Daily Market Commentary

June 15, 2023

Bonds & Stocks
Stocks fell on speculation major central banks will keep interest rates at elevated levels to tame inflation. The Nasdaq 100 underperformed major benchmarks. Federal Reserve officials paused their series of interest-rate hikes Wednesday, but projected borrowing costs will go higher than previously expected, owing to what Chair Jerome Powell called surprisingly persistent inflation and labor-market strength.

Economy
Recent jobless claims data support our view that the labor market is softer than it appears from headline data on payrolls, the unemployment rate, and job openings. However, the labor market hasn't softened enough to put the Fed at ease or alter the balance of risks.
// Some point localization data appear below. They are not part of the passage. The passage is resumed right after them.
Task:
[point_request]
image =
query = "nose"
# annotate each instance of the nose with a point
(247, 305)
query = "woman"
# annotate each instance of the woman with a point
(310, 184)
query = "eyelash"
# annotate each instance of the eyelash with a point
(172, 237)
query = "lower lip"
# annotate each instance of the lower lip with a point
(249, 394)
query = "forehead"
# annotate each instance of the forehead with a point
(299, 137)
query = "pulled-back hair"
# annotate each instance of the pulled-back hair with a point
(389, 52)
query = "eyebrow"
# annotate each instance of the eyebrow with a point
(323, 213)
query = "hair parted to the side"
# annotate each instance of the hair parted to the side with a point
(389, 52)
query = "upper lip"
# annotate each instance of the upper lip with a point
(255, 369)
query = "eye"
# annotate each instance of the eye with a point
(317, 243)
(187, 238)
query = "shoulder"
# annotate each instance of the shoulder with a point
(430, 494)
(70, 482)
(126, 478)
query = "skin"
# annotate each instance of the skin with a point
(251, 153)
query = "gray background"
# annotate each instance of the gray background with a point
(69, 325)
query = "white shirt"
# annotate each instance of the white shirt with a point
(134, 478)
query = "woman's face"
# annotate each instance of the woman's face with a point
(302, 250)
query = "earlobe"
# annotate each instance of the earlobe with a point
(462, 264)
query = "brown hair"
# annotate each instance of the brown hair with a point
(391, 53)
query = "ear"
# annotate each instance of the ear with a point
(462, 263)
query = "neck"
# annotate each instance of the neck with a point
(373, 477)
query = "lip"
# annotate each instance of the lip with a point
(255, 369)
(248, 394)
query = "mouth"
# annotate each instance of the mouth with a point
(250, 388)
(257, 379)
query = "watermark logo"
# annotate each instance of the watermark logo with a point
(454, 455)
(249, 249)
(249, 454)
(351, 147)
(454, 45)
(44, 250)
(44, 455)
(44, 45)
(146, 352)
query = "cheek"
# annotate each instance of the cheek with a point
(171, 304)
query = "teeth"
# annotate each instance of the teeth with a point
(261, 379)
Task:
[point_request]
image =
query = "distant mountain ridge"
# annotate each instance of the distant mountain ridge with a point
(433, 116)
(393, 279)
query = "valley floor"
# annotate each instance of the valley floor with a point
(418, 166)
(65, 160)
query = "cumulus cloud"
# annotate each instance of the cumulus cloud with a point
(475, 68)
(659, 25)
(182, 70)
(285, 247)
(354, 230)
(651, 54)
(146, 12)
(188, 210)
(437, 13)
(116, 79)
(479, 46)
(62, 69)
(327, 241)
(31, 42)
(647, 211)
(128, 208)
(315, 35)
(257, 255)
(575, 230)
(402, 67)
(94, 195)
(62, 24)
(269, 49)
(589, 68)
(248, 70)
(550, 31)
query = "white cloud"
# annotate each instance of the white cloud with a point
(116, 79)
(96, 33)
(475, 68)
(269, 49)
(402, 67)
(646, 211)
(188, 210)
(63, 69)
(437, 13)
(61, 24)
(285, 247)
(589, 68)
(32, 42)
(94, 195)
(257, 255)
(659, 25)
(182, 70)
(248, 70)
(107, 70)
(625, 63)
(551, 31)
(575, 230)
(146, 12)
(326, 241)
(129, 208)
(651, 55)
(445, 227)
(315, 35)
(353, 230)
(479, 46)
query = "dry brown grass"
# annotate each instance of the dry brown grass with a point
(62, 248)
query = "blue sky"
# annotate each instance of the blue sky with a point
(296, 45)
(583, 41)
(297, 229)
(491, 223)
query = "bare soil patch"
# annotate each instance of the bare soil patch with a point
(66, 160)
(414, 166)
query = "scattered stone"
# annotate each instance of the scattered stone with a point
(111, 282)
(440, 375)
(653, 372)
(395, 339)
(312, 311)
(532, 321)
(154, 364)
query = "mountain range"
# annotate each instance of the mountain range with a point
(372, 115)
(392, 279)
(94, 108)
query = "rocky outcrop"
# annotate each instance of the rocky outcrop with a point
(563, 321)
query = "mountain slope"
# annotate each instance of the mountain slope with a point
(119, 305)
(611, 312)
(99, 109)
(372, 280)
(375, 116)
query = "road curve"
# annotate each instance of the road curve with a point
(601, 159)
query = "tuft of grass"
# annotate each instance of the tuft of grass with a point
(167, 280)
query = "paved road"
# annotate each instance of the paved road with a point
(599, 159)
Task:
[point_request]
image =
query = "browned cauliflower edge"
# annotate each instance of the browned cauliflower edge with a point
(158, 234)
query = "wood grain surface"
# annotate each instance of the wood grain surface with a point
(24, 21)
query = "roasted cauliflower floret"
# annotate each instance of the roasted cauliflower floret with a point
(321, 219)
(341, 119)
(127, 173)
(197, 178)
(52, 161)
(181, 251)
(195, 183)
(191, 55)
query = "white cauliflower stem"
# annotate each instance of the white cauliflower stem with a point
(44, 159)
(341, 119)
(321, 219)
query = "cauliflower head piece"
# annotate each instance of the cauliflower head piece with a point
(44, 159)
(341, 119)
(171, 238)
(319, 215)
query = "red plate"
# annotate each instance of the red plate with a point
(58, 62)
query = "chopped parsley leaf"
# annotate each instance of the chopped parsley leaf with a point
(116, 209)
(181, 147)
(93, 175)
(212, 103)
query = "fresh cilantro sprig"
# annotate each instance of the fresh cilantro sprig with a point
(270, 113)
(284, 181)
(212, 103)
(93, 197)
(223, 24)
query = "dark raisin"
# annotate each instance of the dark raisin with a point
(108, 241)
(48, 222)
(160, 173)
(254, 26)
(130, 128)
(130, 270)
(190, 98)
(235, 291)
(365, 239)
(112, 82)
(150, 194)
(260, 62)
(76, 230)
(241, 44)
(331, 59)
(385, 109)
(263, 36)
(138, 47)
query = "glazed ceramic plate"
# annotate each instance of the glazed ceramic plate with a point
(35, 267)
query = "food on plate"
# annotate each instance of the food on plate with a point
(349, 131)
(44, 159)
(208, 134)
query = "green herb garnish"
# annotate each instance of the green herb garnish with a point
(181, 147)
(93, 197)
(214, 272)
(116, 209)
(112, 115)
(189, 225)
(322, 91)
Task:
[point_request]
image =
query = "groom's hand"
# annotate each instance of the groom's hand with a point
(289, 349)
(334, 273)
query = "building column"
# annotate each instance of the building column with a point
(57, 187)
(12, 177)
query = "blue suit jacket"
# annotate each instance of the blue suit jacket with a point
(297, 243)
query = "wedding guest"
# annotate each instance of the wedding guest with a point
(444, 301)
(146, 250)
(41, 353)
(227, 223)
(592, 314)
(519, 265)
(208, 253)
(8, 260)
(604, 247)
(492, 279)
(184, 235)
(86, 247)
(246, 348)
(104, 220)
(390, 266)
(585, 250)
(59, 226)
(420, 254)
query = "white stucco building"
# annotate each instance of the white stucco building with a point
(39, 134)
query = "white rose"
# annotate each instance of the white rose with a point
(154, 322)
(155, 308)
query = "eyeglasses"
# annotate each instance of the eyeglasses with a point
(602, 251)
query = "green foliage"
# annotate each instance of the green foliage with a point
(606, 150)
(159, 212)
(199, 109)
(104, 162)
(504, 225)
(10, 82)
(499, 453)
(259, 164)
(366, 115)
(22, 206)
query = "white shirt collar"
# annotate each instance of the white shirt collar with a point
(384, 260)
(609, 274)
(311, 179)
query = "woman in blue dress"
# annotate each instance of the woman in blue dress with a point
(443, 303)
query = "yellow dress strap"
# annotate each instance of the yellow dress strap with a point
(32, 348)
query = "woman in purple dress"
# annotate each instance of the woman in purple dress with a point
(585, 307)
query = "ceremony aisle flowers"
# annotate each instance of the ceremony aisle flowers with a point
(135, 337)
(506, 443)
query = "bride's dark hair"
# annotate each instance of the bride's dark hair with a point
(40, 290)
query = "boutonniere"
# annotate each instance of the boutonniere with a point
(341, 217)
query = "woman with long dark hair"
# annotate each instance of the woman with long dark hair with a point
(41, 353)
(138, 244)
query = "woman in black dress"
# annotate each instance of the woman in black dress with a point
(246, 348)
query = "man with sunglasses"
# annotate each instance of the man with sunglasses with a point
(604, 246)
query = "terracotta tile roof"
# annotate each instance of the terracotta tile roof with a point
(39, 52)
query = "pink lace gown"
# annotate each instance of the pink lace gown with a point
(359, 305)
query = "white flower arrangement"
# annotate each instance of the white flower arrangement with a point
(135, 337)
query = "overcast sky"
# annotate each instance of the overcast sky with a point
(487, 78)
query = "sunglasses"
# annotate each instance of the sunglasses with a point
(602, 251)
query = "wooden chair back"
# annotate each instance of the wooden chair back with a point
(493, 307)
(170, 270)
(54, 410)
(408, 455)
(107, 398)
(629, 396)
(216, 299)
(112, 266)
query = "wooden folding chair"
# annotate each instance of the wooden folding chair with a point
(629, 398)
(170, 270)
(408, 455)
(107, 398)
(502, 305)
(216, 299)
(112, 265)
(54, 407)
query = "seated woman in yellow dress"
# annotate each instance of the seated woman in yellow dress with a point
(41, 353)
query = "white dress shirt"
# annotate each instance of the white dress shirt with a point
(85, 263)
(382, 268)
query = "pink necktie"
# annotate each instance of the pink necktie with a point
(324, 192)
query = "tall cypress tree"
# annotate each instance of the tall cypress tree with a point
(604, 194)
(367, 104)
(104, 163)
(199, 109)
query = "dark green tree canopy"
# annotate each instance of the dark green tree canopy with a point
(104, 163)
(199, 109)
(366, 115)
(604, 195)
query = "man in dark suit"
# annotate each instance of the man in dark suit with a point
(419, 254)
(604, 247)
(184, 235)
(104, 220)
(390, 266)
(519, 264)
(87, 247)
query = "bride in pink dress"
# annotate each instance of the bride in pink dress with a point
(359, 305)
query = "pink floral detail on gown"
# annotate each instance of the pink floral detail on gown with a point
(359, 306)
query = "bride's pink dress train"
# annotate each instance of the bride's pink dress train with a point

Seasonally-adjusted initial unemployment claims held constant at 262k for the week ended June 10, with seasonal factors offsetting an increase of nearly 29k new claims.

World
The European Central Bank lifted interest rates by another quarter-point, with President Christine Lagarde describing a further hike in July as "very likely." Less than a day after the Federal Reserve left borrowing costs unchanged following 10 straight increases, the ECB raised its deposit rate to 3.5% - the highest level in more than two decades and in line with the expectations of economists and traders.

The information represented herein was obtained from various sources, which we believe to be reliable. Neither the information presented nor opinions expressed constitutes an offer to buy or sell any security. And it is not intended to guide the investor on which securities to buy, or when to buy or sell.